Según el Minint, la lancha rápida, con matrícula del estado de Florida (EE. UU.) FL7726SH, ingresó a aguas territoriales cubanas sin identificarse. Al aproximarse una unidad de las Tropas Guardafronteras, compuesta por cinco efectivos, para exigir la identificación de la embarcación, la lancha estadounidense abrió fuego contra los cubanos. Esto provocó la respuesta armada de las fuerzas de la isla, que dejó cuatro personas abatidas y seis heridas, las cuales fueron evacuadas y recibieron asistencia médica.
Tras el hecho, la embajada de Cuba en Estados Unidos difundió un comunicado reiterando la versión oficial del Minint y advirtiendo que la defensa de las aguas territoriales es un pilar fundamental del Estado cubano para salvaguardar la soberanía y garantizar la estabilidad regional. Las autoridades cubanas también informaron que continúan las investigaciones para el esclarecimiento total de los hechos.
Por su parte, el fiscal general de Florida, James Uthmeier, indicó que su fiscalía colaborará con autoridades federales, estatales y policiales en la investigación del incidente.
“No se puede confiar en el gobierno cubano, y haremos todo lo posible para que estos comunistas rindan cuentas”, escribió en la red social X.
En tanto, un funcionario estadounidense contactado por The New York Times señaló que la embarcación formaba parte de una flotilla civil para sacar familiares de Cuba y que no pertenecía a la Marina ni a la Guardia Costera de EE. UU.
El episodio ocurre en un momento de tensión en las relaciones bilaterales, agravado tras la captura del presidente venezolano Nicolás Maduro en Caracas el 3 de enero, y en medio de sanciones económicas y energéticas de Estados Unidos contra Cuba.
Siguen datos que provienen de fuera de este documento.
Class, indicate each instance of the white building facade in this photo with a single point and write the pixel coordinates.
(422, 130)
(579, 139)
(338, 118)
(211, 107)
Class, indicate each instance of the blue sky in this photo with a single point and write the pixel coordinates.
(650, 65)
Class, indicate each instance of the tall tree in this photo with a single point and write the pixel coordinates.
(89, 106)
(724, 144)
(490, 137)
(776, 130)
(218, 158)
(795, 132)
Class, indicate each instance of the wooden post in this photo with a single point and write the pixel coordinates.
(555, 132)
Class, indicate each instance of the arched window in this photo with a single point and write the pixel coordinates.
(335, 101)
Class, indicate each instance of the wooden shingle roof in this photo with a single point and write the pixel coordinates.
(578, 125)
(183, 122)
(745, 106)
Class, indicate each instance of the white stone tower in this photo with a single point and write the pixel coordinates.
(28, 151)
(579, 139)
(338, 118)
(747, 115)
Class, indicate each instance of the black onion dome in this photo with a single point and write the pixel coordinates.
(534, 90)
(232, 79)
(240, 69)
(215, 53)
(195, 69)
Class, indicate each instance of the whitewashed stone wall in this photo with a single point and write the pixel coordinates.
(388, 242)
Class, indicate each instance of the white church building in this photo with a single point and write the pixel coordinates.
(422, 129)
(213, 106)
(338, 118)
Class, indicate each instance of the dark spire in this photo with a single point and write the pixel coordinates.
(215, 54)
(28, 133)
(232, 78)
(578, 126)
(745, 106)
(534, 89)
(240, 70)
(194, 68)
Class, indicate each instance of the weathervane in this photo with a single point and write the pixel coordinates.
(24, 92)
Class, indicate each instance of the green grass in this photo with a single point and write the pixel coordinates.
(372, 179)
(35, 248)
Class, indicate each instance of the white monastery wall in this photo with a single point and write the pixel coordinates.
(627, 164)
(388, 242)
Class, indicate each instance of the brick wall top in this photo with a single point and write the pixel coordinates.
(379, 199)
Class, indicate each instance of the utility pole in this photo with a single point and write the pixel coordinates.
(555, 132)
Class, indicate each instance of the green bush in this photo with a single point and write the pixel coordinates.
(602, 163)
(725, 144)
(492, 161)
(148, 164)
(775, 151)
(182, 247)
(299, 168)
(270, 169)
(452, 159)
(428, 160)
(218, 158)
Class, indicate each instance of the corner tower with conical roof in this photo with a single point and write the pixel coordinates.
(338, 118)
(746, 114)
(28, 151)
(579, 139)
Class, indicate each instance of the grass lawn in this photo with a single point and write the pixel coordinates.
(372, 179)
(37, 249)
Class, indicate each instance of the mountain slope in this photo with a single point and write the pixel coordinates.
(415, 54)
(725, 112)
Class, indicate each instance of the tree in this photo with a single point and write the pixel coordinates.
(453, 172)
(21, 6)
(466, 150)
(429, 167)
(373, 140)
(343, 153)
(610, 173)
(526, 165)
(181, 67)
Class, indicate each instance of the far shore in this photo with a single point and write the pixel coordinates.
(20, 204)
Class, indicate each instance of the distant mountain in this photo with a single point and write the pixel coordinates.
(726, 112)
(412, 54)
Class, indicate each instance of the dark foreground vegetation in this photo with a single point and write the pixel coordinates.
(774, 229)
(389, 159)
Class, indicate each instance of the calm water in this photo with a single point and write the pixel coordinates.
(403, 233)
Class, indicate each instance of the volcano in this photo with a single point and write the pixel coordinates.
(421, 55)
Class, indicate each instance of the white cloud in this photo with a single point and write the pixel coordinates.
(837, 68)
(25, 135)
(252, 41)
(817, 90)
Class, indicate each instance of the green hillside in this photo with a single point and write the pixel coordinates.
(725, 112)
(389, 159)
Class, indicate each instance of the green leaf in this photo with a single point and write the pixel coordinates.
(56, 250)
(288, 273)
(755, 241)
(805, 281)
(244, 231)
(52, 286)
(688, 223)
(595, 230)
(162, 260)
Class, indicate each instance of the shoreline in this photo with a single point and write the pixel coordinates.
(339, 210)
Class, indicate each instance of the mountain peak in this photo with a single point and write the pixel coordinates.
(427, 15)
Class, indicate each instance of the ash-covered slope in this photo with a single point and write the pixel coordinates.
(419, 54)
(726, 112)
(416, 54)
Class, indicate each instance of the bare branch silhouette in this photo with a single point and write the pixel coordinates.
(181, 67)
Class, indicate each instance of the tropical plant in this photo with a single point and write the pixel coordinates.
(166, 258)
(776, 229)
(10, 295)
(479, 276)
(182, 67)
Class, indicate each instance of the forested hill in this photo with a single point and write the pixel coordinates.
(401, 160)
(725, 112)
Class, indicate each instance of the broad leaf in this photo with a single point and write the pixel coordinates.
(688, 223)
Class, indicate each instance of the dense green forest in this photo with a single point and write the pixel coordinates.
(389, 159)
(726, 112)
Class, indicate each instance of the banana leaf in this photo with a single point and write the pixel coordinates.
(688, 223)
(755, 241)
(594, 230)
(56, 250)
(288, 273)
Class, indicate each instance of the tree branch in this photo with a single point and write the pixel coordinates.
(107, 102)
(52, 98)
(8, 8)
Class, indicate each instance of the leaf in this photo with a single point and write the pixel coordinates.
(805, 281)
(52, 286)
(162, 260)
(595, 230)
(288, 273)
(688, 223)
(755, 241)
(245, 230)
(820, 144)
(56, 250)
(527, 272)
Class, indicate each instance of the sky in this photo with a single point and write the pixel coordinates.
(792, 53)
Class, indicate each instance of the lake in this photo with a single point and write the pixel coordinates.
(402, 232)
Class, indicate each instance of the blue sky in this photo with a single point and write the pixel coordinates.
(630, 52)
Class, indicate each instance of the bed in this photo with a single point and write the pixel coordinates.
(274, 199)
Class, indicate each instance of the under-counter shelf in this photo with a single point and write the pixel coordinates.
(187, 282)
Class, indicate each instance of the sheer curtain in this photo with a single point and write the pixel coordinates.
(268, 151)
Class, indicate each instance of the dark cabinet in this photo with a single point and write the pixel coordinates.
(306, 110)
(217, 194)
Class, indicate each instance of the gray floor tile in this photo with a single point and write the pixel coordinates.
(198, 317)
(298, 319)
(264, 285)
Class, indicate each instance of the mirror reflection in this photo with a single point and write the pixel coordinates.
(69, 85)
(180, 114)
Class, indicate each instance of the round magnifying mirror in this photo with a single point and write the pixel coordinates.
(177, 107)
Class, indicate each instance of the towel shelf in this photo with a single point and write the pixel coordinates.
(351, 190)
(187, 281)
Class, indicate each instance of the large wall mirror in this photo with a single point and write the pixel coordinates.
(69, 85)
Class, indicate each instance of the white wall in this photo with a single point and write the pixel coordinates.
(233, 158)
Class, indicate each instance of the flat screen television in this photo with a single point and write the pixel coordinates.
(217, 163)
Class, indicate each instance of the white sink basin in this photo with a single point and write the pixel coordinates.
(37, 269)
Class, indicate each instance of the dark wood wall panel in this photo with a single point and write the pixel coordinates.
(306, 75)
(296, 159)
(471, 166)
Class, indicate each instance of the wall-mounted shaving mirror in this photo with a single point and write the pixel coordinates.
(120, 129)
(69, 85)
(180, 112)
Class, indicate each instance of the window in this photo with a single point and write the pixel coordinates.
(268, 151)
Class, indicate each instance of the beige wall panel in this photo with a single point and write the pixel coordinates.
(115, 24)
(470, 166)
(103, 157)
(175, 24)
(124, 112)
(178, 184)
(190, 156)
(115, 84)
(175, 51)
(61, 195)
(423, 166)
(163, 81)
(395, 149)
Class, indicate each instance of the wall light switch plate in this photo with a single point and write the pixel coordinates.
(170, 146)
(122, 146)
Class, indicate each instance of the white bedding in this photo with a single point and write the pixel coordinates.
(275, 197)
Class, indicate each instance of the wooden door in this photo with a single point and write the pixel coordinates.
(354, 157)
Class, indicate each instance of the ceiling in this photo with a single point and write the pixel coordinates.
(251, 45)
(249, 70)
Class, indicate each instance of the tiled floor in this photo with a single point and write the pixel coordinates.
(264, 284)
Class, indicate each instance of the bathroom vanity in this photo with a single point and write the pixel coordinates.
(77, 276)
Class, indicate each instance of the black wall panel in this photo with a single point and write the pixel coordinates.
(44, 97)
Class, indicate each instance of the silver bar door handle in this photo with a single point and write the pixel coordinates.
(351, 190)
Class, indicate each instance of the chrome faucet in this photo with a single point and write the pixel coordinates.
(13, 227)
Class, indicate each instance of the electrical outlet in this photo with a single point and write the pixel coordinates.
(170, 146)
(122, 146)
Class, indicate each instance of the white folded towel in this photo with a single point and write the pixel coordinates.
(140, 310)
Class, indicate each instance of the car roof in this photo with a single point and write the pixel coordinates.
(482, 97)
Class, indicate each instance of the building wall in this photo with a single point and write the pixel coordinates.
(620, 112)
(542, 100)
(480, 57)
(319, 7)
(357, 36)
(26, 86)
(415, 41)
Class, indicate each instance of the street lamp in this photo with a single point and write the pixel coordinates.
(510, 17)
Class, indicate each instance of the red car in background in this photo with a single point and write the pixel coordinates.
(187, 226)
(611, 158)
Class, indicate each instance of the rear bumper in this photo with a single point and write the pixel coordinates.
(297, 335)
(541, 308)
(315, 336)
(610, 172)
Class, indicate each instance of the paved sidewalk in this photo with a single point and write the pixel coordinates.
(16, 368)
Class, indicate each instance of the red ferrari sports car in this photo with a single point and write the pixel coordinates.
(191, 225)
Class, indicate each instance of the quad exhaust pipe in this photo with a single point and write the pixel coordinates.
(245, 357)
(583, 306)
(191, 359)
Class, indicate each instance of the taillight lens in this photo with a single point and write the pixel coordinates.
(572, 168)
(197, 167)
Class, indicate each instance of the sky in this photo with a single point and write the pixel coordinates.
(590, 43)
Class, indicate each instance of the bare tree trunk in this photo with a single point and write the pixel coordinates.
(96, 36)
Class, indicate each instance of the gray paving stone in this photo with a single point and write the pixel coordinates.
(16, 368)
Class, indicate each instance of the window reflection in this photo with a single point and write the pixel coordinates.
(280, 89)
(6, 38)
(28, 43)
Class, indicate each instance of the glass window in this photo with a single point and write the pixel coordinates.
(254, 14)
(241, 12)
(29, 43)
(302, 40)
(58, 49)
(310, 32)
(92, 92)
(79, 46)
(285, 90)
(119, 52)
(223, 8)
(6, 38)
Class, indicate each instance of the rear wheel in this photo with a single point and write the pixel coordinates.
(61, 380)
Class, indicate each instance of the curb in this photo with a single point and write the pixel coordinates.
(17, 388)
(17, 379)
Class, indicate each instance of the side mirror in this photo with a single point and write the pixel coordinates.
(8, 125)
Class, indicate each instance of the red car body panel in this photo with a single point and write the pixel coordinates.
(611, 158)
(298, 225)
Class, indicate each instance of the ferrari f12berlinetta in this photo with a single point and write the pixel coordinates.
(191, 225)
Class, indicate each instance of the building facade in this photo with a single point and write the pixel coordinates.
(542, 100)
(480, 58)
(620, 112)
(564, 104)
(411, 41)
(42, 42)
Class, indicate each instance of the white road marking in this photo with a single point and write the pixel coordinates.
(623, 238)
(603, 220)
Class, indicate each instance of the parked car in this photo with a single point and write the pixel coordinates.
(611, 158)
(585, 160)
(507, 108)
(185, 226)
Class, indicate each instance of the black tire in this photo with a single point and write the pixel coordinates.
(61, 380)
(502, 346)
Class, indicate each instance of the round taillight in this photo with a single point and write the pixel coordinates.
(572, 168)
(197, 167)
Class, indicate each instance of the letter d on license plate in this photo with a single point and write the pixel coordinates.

Hasta el momento, la Casa Blanca no ha emitido declaraciones oficiales, aunque varios congresistas estadounidenses han solicitado una investigación inmediata para determinar la nacionalidad y el estatus de las víctimas.
Crisis energética en Cuba
En paralelo, se intensifica la crisis energética en Cuba: el Departamento del Tesoro de EE.UU. anunció que permitirá la venta de petróleo y gas a Cuba, siempre que las empresas garanticen que el combustible irá a manos de ciudadanos y empresas del sector privado, incluyendo actividades humanitarias.
Las transacciones que involucran, o que benefician, a cualquier persona o entidad asociada con el ejército, los servicios de inteligencia u otras instituciones gubernamentales de Cuba, no serán cubiertas por esta política favorable de concesión de licencias, señaló la Oficina de Control de Activos Extranjeros (Ofac).
Esta medida se da tras las sanciones de Estados Unidos a Cuba y Venezuela, que dejaron a la isla en una situación crítica. Por primera vez en casi 70 años, Cuba autorizó la importación de combustible por vías privadas.
En este contexto, Canadá anunció el envío de 8 millones de dólares canadienses (US$6,7 millones) en ayuda alimentaria, destinada a través de agencias de la ONU para evitar el canal directo con el gobierno cubano.
Por su parte, México envió un segundo paquete humanitario con 1.193 toneladas de suministros, incluyendo frijoles, leche en polvo y otros alimentos, tras haber enviado previamente más de 814 toneladas en febrero.
La crisis económica y energética en Cuba, agravada por el endurecimiento del embargo estadounidense, la reducción de envíos de petróleo desde Venezuela y México, y la producción local insuficiente (solo el 40% del combustible necesario), ha generado apagones severos, escasez de alimentos y medicamentos, y ha afectado sectores clave como el turismo y la aviación.
A pesar del respaldo simbólico de aliados como Rusia y China, la isla sigue extremadamente vulnerable a bloqueos externos.